10 Charges and Payment
10.1 In consideration of the provision of the Goods and/or Services by the Supplier to the Purchaser, the Purchaser shall pay the Charges to the Supplier. The Supplier will issue a VAT invoice if applicable.
10.2 Unless stated otherwise in the Special Conditions or Purchase Order, the Supplier may only invoice for Goods once they have all been delivered complete and free from defects and for the Services once they have all been completed free from defects.
10.3 The Supplier shall ensure that all invoices shall bear the relevant Purchase Order number and shall be submitted for payment to the address stated in the Purchase Order and enclose such substantiation of the sums contained therein as the Purchaser may reasonably require.
10.4 Unless otherwise expressly provided in the Special Conditions or Purchase Order or agreed by the parties in writing, all invoices submitted by the Supplier shall be paid by the Purchaser 30 days from date of invoice.
10.5 If any sums are due to the Purchaser from the Supplier, then the Purchaser shall be entitled to set-off such sums against any payments due to the Supplier from the Purchaser under or in relation to this Agreement or any other contract.
10.6 Where this Agreement is a Construction Contract the Purchaser may no later than 2 days before the final date for payment give notice which shall specify any amount proposed to be withheld or deducted from the amount due and the ground or grounds for such withholding or deduction and the amount of the withholding or deduction attributable to each ground.
10.7 Failure by the Purchaser to make any payment by the due date shall entitle the Supplier to simple interest at 2% over the Base Rate of the Bank of England which is current at the date the payment became due.
10.8 No payment made by the Purchaser shall in any way be construed as acceptance of any of the Goods or Services supplied by the Supplier or any of its sub-contractors and no payment shall in any way impair or restrict any rights or remedies the Purchaser may have under the Agreement or otherwise for and in connection with the supply of the Goods and/or Services under the Agreement by the Supplier or any of its subcontractors.

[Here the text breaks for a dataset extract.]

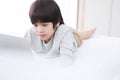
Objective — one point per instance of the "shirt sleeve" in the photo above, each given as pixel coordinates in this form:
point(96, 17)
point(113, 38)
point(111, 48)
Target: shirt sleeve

10.9 The Supplier agrees that for the purposes of the Agreement the Purchaser is a “Most Favoured Customer” of the Supplier meaning that the Supplier shall ensure that at no time while the Agreement binds the Supplier will the Charges exceed the charges levied by the Supplier for the same or equivalent Goods and/or Services offered to any other customers of the Supplier for comparable levels of business on comparable terms and conditions. The Purchaser shall be reimbursed for any overpayments made as a consequence of the Supplier’s failure to adjust the Charges due consequent upon the Purchaser’s “Most Favoured Customer” status.
11 Performance Failure
11.1 If the Supplier has failed to supply the Goods and/or Services (or any part thereof) due to a breach of the Supplier’s obligations in the Agreement, the Purchaser shall be entitled (without prejudice to any other rights or remedies it may have):
(a) at its option :
(i) to require the Supplier to remedy such breach by re-supplying the relevant Goods and/or Services free of charge and if the Supplier fails to do so within a reasonable time the Purchaser may arrange for any outstanding Goods and/or Services to be supplied by a third party and all costs in relation thereto shall be deducted from the Charges ; or
(ii) to require the Supplier to repay or credit to the Purchaser that part of the Charges paid by the Purchaser to the Supplier relating to the provision of the relevant Goods and/or Services ; and
(b) Suspend payment of the Charges until such time as the Supplier recommences the provision of the Goods and/or Services in accordance with the Agreement.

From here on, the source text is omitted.